Why does this JavaScript async/await code not behave as expected?

13
votes

I've tried reading guides and tutorials to async/await, but I can't seem to find this addressed anywhere.

Here is the code in question: 

    var func1 = new Promise((resolve, reject) => {
      console.log("Func1");
      setTimeout(() => {
        resolve(10);
      }, 100);
    });
    
    var func2 = new Promise((resolve, reject) => {
      console.log("Func2");
      setTimeout(() => {
        resolve(20);
      }, 5000);
    })
    
    let run = async() => {
      let var1 = await func1;
      let var2 = await func2;
      console.log(var1);
      console.log(var2);
    }

    run();

We see "Func1" and "Func2" get printed immediately, one after the other. 5 seconds later, the timeout specified in func2, we get "10" and "20" printed.
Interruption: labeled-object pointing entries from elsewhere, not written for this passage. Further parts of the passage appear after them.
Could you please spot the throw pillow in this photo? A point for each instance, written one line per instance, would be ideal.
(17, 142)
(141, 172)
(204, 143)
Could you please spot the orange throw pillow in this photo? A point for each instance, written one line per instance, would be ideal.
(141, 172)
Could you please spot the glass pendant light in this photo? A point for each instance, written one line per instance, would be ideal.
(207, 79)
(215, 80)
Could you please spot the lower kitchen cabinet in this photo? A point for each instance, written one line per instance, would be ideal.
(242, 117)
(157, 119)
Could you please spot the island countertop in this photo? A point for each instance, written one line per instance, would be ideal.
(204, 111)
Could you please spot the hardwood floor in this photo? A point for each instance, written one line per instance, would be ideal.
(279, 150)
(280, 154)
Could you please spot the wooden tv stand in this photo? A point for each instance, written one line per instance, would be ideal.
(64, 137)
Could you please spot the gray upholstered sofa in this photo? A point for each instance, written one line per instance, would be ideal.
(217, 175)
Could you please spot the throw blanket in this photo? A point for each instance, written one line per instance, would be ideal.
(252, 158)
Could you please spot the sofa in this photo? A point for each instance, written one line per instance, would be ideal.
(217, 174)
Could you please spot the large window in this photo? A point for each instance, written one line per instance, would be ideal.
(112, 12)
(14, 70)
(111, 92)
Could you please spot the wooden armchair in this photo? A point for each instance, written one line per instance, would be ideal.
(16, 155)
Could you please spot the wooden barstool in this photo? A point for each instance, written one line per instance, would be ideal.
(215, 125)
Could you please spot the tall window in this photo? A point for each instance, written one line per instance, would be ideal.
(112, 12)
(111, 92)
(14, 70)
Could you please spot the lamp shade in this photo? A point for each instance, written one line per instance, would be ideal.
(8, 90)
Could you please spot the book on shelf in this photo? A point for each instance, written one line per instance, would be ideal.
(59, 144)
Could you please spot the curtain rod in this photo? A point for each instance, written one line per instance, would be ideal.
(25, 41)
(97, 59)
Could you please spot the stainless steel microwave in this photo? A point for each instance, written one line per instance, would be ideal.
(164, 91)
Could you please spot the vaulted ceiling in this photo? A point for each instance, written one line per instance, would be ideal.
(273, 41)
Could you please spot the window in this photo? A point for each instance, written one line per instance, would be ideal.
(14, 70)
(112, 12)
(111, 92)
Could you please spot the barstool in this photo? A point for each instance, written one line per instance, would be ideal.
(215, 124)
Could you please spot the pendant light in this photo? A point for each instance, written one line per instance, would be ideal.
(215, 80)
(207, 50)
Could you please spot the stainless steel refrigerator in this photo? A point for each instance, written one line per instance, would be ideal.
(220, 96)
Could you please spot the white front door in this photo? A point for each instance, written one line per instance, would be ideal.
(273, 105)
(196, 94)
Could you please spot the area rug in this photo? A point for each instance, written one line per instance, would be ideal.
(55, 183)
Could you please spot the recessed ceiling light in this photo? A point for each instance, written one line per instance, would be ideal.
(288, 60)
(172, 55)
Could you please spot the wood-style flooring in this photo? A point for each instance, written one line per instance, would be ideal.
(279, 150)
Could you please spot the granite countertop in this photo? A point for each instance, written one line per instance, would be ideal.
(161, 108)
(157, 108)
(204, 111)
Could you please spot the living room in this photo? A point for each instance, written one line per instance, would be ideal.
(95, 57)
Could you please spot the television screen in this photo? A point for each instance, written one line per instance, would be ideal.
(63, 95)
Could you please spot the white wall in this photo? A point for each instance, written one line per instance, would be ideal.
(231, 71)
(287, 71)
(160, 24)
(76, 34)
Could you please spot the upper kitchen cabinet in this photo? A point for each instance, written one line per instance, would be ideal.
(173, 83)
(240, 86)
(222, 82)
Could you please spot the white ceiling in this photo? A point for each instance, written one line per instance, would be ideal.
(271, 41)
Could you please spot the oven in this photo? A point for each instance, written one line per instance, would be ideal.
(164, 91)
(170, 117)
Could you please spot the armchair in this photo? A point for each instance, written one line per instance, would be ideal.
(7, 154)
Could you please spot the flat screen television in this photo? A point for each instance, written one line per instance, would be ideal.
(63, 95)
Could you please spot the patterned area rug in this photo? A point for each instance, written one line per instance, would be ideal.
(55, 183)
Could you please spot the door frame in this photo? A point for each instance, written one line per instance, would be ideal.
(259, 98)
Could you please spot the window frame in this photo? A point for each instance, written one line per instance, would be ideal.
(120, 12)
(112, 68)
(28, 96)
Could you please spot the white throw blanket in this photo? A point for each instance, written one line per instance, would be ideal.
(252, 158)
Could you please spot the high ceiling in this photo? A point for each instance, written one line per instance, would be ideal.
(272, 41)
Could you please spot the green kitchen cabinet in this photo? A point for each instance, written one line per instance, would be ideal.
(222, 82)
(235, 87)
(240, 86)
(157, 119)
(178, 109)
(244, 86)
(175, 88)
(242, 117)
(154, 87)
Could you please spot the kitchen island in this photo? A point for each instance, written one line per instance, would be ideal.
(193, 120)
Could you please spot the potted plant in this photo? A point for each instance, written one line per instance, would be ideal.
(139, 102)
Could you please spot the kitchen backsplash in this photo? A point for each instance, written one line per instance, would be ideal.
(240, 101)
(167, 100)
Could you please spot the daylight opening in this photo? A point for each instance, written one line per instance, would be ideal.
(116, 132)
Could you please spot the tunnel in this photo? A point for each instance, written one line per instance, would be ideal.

So far so good.

But if I change the last bit of code to this:

let run = async() => {
  let var1 = await func1;
  console.log(var1);
  let var2 = await func2;
  console.log(var2);
}

Then I see "Func1" immediately printed, but "Func2" as well, even though the console.log(var1) comes before it. After 100ms comes "10", then after 5 seconds comes "20".

From MDN:

The await expression causes async function execution to pause until a Promise is fulfilled or rejected, and to resume execution of the async function after fulfillment.

But it doesn't seem like this is what's happening. If it was, wouldn't we see "Func1", then "10", THEN func2 gets executed, thus printing "Func2" and 5 seconds later we get "20"? func1 should be executed, and once it is resolved (in 100 ms), console.log(var1) should fire. What am I missing here?

4
javascriptasynchronousasync-await
It starts resolving when you create it, not when you await itJonas Wilms
possible duplicate of Using multiple setTimeout in the same async function / Timer resetBergi

4 Answers

7
votes

The reason for this is that you already ran your promise executors before. Promise executors are evaluated straight away when passed to the Promise constructor, so you'll get the following:

var func1 = new Promise((resolve, reject) => ...); // Logs "Func1"
var func2 = new Promise((resolve, reject) => ...); // Logs "Func2"

let run = async() => {
  let var1 = await func1;
  console.log(var1); // Logs 10
  let var2 = await func2;
  console.log(var2); // Logs 20
}

run();
2
votes

The main problem here is func1 and func2 are not functions; They are promises. Like Jonas W. says, promises will call their callback (resolve, reject) => immediately, and awaiting them just causes them to wait until they are resolved.

You can see your desired result here:

var func1 = () => {
   return new Promise((resolve, reject) => {
    console.log("Func1");
    setTimeout(() => {
      resolve(10);
    }, 100);
  });
}
        
var func2 = () => {
  return new Promise((resolve, reject) => {
    console.log("Func2");
    setTimeout(() => {
      resolve(20);
    }, 5000);
  });
}
        
let run = async() => {
  let var1 = await func1();
  let var2 = await func2();
  console.log(var1);
  console.log(var2);
}

run();
2
votes

await basically means enshure that the following value is available before continuing. The promise starts resolving when you create it, it does not matter when it is awaited.

0
votes

The run function is in synchronous order e.g. the code takes it step by step:

  1. call func1() and wait until there is a reply.
  2. call func2() and wait until there is a reply.
  3. log var1.
  4. log var2.

So the last 2 steps will only run when the call to func2() has completed the promise e.g. the data after the timeout. So it will wait the full 5 seconds until logging both var1 and var2.

The other way is fairly different 1. call func1() and wait until there is a reply. 2. log var1. 3. call func2() and wait until there is a reply. 4. log var2.

Step 2 will wait until step one has returned data e.g. after the 100ms and then will move on to doing the same for step 3 and 4.